Месяца три-четыре назад в их части появился новый медик, старший лейтенант Масловский, — высокий, картинно-красивый юноша, к тому же холостяк. Разумеется, женская половина поселка сразу же нацелила на него свой заинтересованный взгляд. Медик при всей своей смазливой внешности не то чтобы был повеса, но покрасоваться и быть на виду любил и потому всячески поддерживал раздуваемые вокруг него слухи о былых его победах на материке, где он до этого служил и откуда был якобы «сослан» на острова опять же по причине рискованных любовных похождений с женами большого начальства.
Этот самый Масловский, конечно, не мог не обратить внимания на Люду Лебедеву — женщину привлекательную, умную, веселую. Раза два-три он приглашал ее танцевать, пока Лебедев сражался в бильярдной. А однажды проводил от клуба до дома после какого-то праздничного вечера, когда большинство офицеров плавсостава, в том числе и Лебедев, были в море и несли усиленную охрану границы. И пополз по поселку, где «доброжелатель» или завистник всегда найдутся, слушок, что у Масловского с Лебедевой роман. Люда, женщина гордая, независимая, посчитала ниже своего достоинства эти слухи опровергать или комментировать, и все это, конечно, вскоре дошло до ушей ее мужа.
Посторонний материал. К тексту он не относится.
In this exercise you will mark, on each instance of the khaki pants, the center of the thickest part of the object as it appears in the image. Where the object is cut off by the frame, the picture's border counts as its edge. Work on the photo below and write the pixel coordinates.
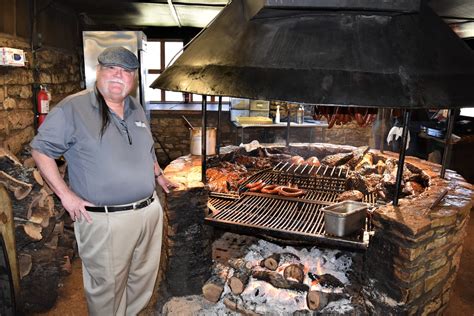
(120, 255)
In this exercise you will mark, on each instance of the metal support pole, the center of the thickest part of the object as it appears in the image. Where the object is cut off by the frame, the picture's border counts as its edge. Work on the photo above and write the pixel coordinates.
(382, 132)
(448, 143)
(401, 157)
(288, 117)
(219, 112)
(204, 139)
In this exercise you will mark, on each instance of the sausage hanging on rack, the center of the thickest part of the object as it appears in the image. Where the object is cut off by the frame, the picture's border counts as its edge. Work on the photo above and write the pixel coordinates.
(271, 189)
(291, 192)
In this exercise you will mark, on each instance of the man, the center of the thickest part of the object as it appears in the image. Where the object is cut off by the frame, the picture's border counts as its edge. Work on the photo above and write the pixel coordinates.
(104, 135)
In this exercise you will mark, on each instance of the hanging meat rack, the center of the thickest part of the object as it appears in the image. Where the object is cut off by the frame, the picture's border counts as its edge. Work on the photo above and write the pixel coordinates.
(290, 218)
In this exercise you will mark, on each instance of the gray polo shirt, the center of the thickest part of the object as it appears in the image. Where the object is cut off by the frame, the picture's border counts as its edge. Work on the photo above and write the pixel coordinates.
(117, 169)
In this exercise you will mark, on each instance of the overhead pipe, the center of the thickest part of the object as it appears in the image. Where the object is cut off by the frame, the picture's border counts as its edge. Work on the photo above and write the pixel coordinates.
(288, 117)
(448, 143)
(401, 157)
(204, 139)
(219, 113)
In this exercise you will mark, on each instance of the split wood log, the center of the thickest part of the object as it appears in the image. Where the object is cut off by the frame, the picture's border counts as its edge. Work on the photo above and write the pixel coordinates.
(240, 278)
(7, 232)
(25, 264)
(239, 264)
(239, 307)
(19, 188)
(8, 158)
(271, 262)
(33, 231)
(29, 163)
(328, 280)
(38, 177)
(294, 272)
(52, 243)
(238, 281)
(317, 300)
(214, 287)
(40, 210)
(278, 281)
(274, 260)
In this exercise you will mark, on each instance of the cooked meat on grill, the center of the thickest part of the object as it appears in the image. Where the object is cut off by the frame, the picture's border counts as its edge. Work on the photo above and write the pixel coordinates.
(352, 195)
(277, 157)
(291, 192)
(271, 189)
(254, 162)
(226, 177)
(365, 184)
(219, 185)
(313, 161)
(412, 188)
(355, 181)
(358, 154)
(371, 181)
(366, 162)
(380, 166)
(337, 159)
(296, 160)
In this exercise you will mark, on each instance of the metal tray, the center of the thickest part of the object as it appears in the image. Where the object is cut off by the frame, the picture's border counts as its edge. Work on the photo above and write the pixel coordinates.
(344, 218)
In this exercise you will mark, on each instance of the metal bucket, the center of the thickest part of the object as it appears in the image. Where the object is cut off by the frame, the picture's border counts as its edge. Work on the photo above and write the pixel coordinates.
(195, 139)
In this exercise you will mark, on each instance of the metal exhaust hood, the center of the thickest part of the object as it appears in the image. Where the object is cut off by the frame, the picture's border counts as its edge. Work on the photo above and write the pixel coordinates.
(369, 53)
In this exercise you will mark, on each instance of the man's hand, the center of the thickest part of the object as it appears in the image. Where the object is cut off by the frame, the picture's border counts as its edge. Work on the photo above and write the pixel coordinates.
(165, 183)
(75, 206)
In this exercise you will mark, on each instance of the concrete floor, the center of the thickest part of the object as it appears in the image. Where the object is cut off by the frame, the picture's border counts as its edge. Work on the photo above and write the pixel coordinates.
(71, 301)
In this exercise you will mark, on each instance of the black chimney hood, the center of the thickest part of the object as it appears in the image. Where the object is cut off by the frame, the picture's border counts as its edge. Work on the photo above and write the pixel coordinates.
(369, 53)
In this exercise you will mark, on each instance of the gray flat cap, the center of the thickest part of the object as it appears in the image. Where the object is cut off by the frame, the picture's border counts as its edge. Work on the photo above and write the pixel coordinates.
(118, 56)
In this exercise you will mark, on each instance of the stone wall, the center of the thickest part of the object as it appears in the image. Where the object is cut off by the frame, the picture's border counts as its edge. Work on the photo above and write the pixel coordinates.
(414, 255)
(187, 242)
(57, 69)
(168, 129)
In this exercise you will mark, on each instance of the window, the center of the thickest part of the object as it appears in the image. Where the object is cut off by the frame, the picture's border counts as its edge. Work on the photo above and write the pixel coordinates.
(159, 55)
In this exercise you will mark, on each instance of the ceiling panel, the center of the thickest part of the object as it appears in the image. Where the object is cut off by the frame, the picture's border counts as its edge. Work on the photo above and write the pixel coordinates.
(198, 13)
(196, 16)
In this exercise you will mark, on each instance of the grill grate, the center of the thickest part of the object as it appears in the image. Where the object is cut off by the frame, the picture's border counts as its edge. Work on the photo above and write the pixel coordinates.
(285, 217)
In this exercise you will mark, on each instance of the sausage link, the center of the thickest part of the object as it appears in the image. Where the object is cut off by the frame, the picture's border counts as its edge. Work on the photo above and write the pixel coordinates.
(253, 184)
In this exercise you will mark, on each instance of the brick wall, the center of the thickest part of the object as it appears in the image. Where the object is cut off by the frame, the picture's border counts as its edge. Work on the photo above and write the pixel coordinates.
(413, 258)
(58, 69)
(168, 129)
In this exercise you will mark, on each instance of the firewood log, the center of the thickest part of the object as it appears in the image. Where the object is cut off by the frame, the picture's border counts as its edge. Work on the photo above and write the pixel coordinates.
(33, 231)
(238, 306)
(29, 163)
(239, 264)
(278, 281)
(7, 231)
(239, 280)
(25, 264)
(317, 300)
(295, 272)
(273, 261)
(38, 178)
(19, 188)
(214, 287)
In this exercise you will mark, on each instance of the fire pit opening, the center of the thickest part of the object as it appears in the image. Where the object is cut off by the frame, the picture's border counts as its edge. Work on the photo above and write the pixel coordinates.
(258, 230)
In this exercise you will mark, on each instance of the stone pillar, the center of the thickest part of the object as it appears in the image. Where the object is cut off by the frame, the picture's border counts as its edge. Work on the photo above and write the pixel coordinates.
(186, 256)
(414, 255)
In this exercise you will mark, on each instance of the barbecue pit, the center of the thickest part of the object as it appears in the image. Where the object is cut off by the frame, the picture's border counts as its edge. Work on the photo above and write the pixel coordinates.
(410, 261)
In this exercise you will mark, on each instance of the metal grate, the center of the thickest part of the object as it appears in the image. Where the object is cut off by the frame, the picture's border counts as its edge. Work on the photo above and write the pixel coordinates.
(285, 217)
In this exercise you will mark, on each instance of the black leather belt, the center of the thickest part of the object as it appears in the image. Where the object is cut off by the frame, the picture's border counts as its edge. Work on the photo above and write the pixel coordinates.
(128, 207)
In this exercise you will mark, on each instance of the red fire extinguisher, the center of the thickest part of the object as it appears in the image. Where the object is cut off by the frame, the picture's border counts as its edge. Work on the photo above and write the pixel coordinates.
(43, 99)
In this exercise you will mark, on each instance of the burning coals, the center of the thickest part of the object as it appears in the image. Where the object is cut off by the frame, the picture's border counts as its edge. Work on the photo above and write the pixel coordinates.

Лебедев, как и следовало того ожидать, не придал этому никакого значения. Он слишком хорошо знал свою жену, ее все еще по-девичьи пылкую любовь к нему и целиком доверял ей. К тому же он неплохо узнал и Масловского, с которым служба вплотную столкнула его во время карантина, и, веря своему опыту разбираться в людях, составил о нем мнение, как о человеке легкомысленном, изрядном пустозвоне, хотя и неплохом специалисте.
Но Люду такая реакция мужа почему-то задела. Уязвленная, она сама не раз заводила разговор на эту тему, словно намеренно пытаясь обострить ситуацию. И вот вчера был, как говорится, финал.
— Нет, нет и нет, — с обидой твердила она. — Ты поверил этой сплетне. Я же вижу, не слепая…
Лебедев сидел в кресле у торшера и пытался сосредоточиться над раскрытой книгой. Его не то чтобы не раздражал этот разговор, но и не глубоко трогал, поскольку и раньше случалось так, что Люда устраивала ему небольшие «сцены» по поводу того, что он якобы охладел к ней и старается больше проводить времени на своем корабле, нежели в ее обществе. Он не обижался и не осуждал ее, понимал, как ей одиноко и тоскливо здесь, когда он все в море и в море. И в то же время не настаивал, чтобы у них наконец появился ребенок, зная ее страстное желание непременно закончить сначала институт.
— …Поверил и великодушно простил мне это, да? — продолжала Люда свой монолог, пытаясь вывести из равновесия мужа. — Только не нужно мне твоего прощения, как подаяния, понял?
Лебедев оторвался от книги и посмотрел на жену тем спокойным, испытывающим взглядом, который всегда действовал на нее гипнотически, хотела она того или нет.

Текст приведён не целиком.